Amazon Bedrockで選択できるAWSモデルで有名なAmazon Novaの新しいバージョンの発表がありました。
Amazon Nova 2はコストと精度の観点でバランスがいいモデルとして紹介があり今回のAmazon Nova 2でも速度の点やワークロードに応じてモデルが選択可能であることを強調していました。
従来Amazon NovaはLite、Proなどいくつかモデルの種類があり、Amazon Nova 2でも複数の種類のモデルがあります。発表スライドの中からAmazon Nova 2でも以下のモデルがあることを確認しています。

  • Lite
    • コスト、速度重視
  • Pro
    • 複雑な推論、精度重視
  • Sonic
    • Speach to Speachなどの用途
  • Omni
    • マルチモーダルの入出力

新種のモデルとしてAmazon Nova 2 Omniが発表されています。
リリースのドキュメントを確認したところこちらのモデルではテキスト、画像、動画、音声を受け取り、画像、テキストを出力可能なようです。
Amazon Nova 2 Omniを利用して音声や画像などのマルチモーダルの入力を受けとり即時で要約するような事例も紹介されていました。
また、マルチモーダルな入出力に対応するモデルは業界初であることも強調されていました。

Amazon Nova Forge

Amazon Nova Forgeは企業独自のカスタムモデルを開発するためのモデルです。
Amazon Nova ForgeのベースのモデルをAmazon SageMakerなどでトレーニングし独自のカスタムモデルを開発します。ドメインに特化した情報などモデルの知識ではカバーできない領域でRAGを利用することは広く広まっていますが、Amazon Nova ForgeではRAGのアプローチとは別の方法(カスタムモデル)で課題を解決します。
RAGとの精度比較のスライドはなく、今後もRAGとカスタムモデルでどちらの方が精度が出るかの議論が続きそうです。

Policy in AgentCore

Amazon Bedrock AgentCoreの機能としてPolicy in AgentCoreの発表がありました。
こちらはAmazon Bedrock Agent Coreの上で動作するAIエージェントをコンプライアンス要件に基づいて制御するための機能になります。
多くのAIエージェントは動作の中で様々なToolを呼び出しますがこのToolを実行条件に応じて制御します。
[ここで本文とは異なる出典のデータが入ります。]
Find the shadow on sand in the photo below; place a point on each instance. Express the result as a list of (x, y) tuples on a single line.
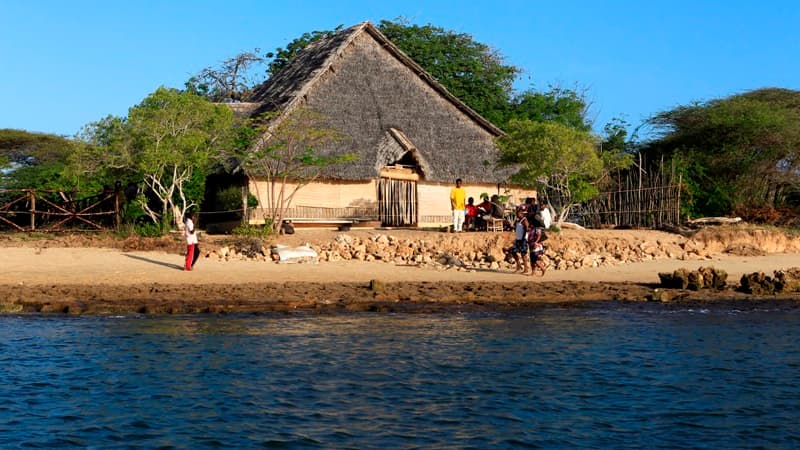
[(154, 261)]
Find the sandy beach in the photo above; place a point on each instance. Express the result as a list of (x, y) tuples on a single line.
[(83, 280)]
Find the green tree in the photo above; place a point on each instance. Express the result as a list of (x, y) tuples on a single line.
[(565, 106), (171, 139), (734, 152), (286, 154), (233, 80), (103, 151), (281, 56), (34, 160), (472, 71), (556, 159)]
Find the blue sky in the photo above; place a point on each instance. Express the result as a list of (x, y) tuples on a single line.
[(67, 63)]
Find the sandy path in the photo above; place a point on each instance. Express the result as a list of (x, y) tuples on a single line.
[(27, 265)]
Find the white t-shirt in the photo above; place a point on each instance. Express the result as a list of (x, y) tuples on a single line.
[(546, 218), (188, 231)]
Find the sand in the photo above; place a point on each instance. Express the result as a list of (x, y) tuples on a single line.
[(110, 281)]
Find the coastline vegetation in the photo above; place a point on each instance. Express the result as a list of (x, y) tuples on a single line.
[(738, 155)]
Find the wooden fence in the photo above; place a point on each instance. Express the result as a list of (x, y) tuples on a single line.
[(643, 200), (51, 211)]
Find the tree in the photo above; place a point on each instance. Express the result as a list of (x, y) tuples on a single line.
[(34, 160), (556, 159), (171, 139), (232, 80), (285, 152), (472, 71), (281, 56), (734, 152), (565, 106), (103, 151)]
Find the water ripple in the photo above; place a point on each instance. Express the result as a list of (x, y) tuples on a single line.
[(629, 377)]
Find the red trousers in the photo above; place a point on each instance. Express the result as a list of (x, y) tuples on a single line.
[(190, 250)]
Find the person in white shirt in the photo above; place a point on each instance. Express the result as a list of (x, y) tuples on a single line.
[(192, 250), (547, 219)]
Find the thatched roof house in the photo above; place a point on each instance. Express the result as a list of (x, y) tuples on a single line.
[(400, 122)]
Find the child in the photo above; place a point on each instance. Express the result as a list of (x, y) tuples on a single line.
[(520, 249), (536, 247)]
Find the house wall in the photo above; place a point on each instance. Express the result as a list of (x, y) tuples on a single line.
[(341, 198), (434, 199), (337, 199)]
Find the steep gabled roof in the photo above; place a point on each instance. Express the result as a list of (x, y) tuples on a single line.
[(283, 91), (386, 105)]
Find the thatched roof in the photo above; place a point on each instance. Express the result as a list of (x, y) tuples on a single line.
[(387, 105)]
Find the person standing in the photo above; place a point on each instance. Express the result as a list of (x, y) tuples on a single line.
[(471, 215), (536, 239), (458, 198), (520, 249), (547, 218), (192, 250)]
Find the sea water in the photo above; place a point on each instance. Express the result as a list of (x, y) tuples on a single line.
[(599, 377)]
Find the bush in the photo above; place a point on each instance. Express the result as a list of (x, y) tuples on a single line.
[(148, 230), (255, 231)]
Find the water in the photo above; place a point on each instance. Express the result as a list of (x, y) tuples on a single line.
[(622, 377)]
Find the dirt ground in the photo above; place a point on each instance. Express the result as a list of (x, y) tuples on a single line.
[(96, 275)]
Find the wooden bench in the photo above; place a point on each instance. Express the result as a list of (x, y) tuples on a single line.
[(494, 224)]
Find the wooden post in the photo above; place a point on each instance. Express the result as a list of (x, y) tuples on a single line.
[(32, 195), (117, 218)]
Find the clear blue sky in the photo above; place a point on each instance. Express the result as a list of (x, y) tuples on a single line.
[(66, 63)]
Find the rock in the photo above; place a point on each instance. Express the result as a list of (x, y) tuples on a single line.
[(757, 283), (377, 286), (787, 280)]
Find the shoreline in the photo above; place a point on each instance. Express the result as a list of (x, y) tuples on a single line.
[(337, 297), (95, 280)]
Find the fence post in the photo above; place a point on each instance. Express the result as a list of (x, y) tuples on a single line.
[(32, 195)]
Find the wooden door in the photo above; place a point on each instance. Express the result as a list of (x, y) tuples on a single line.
[(397, 202)]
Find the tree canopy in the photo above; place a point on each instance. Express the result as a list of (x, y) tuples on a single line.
[(736, 151), (472, 71), (171, 139), (558, 160), (30, 159), (285, 153)]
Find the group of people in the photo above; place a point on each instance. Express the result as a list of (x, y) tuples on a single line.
[(467, 215), (531, 219)]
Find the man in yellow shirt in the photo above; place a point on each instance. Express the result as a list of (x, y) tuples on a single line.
[(458, 197)]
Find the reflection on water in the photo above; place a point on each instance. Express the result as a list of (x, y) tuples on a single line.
[(590, 378)]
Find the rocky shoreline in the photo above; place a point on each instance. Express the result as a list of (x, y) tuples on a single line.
[(471, 256), (328, 298)]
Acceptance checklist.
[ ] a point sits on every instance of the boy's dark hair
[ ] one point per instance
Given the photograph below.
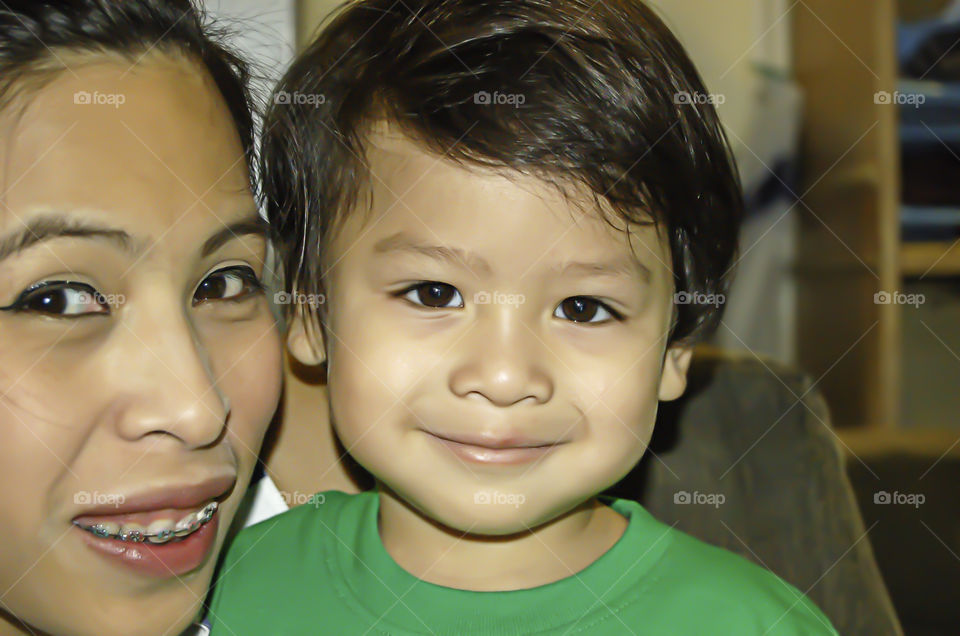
(35, 35)
(610, 101)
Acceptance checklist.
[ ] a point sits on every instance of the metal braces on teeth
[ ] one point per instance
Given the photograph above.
(163, 536)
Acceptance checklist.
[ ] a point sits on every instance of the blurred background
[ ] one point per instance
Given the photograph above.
(844, 117)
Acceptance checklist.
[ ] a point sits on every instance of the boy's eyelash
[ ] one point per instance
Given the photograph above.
(616, 315)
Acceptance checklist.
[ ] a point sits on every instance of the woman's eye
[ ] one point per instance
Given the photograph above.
(584, 309)
(231, 283)
(435, 295)
(62, 299)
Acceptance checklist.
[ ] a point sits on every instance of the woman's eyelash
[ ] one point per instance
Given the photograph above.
(84, 292)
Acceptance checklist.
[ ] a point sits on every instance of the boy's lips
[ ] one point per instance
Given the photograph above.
(487, 449)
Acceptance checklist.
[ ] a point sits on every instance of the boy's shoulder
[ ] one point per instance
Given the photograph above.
(738, 593)
(656, 576)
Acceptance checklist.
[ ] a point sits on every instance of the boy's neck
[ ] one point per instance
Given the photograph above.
(447, 557)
制御ポリシーについてはAamazon Verified Permissionでも採用されているCederの形式で記述します。
Amazon Bedrock AgentCoreでToolはAWS Lambdaとして実装されることが多いですが、少なくともAWS Lambdaの実行制御は可能であると感じました。

AgentCore Evaluations

Amazon Bedrock AgentCoreの機能としてAgentCore Evaluationsの機能も発表されました。
こちらはAmazon Bedrock AgetCoreで動作するAIエージェントの評価を実施するための機能になります。Amazon Bedrock Knowledge Baseでも似たような機能がありますが、同様にLLM as a judgeを利用しながら開発したAIエージェントの品質を評価します。

Kiro autonomous agent

Kiroに関連する発表も後半にありました。キーノート会場にはエンジニアが多いということもありKiroに関連する発表も注目度が高いように感じました。
Kiroを利用することで仕様駆動開発が促進され生産性の向上が期待できるという謳い文句です。
仕様駆動開発を利用して生産性が最も向上するのは仕様を確定させた後でKiroに長時間コードを生成させる、さらにそれらを並列に実行させることであると話していました。
そのような長時間の生成に特化したものがKiro autonomous agentです。

AWS Security Agent

Kiroに関連する発表の中でAWS Security Agentの発表もありました。
AWSの開発でもセキュリティの要件は最も重要視されるべき要件であるとの前置きがあり、AWS Security Agentの発表がありました。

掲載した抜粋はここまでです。